On my 388 SBC stroker in a 6300 lb 1977 chevy silverado i run an AFB Carter Carb it has mechanical secondaries i believe, do any of you like these carbs?...or am i killing my engine by owning one of these.........
its a beefed up version of the 1/2 ton longbed reg cab i believe they actually called it a 5/8 ton or heavy half or something of that matter on the door jam sticker it says it weighs 6300..i assumed GM wouldnt lie to me lol
ok guys i apriciate it, thnx i guess its just a problem with mine is there any special method to tuning one b/c i cant seem to get this one tuned right....? no matter how much i turn the screws in any way the motor runs the same.....it also trys to die if i ease into the throttle it will stay running if i punch it though......any idea's there?
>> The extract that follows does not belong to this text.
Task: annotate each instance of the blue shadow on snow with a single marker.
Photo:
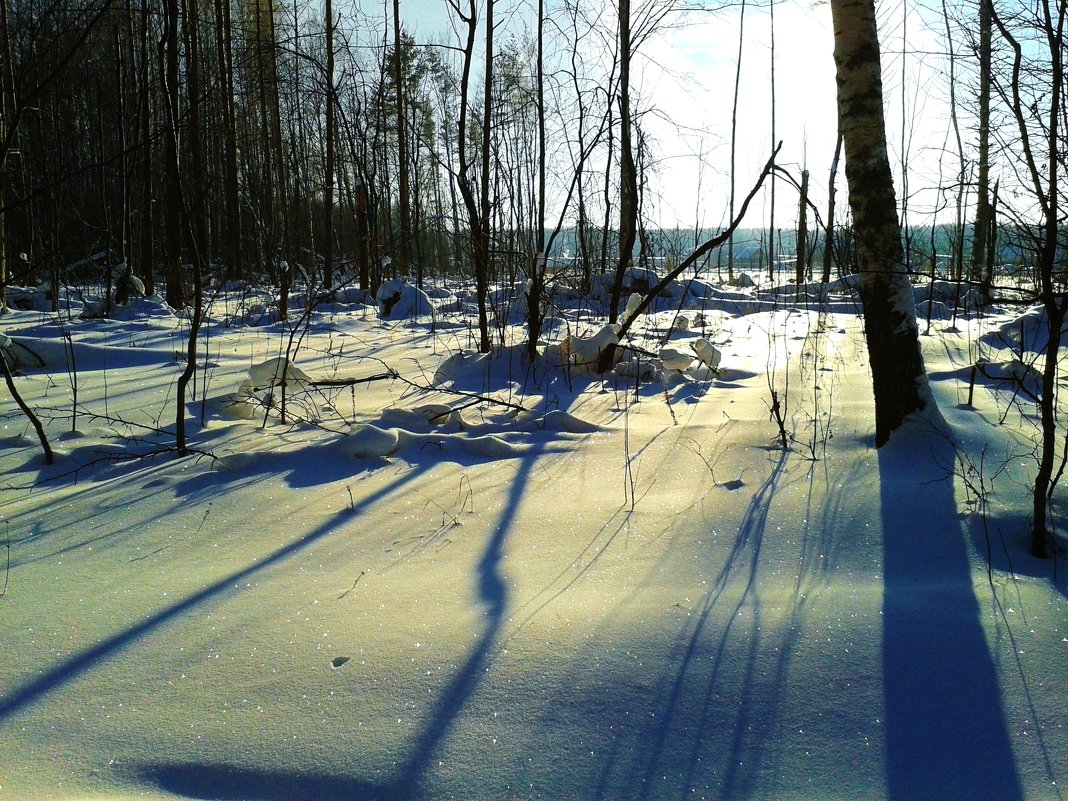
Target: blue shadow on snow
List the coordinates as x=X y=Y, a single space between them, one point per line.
x=945 y=729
If its an early AFB there (with no idle stop screw) it can be a ****** to tune. They are mostly set up for their original configuration and not much else. They had two fuel mixture screws and one big idle air bleed screw. I had one on a 66 Pontiac 389. After I altered it with an RV cam it never would idle right
Later ones (sometime in the 70s) they went to a more typical idle setup and they are much more tuneable.
i just spent over $180 havign the carb totally rebuilt last year, there shouldnt be anything wrong with it.......other than the fact i suck at tuning them.....i can build engines all day long but i dont really know how to tune a carb....
I'm just getting to that point myself. I just finished building a Qjet. The previous owner had taken the choke off entirely and rigged up a bicycle cable to the dash to manually operate it. I had to find a fast idle cam and then fabricate 3 linkages for the vacuum brake and one link from the divorced choke to the choke bell. Talk about learning curves
The two best pieces of advice I got were; use common sense, and wait. I used to get frustrated because I'd turn the idle needle a half turn and nothing would happen to the vacuum gauge so I'd turn some more. Eventually I got frustrated and started chasing my own tail. That's where the wait part comes in. Make an adjustment and then wait 30 seconds for it to stabilize.
The two best tools I found for tuning a carb are the papers that come with the rebuild kit, and the shop manual for your vehicle. They have all the tune-up specs and bench settings. Then using some deductive reasoning start changing things in the direction you think they need to go.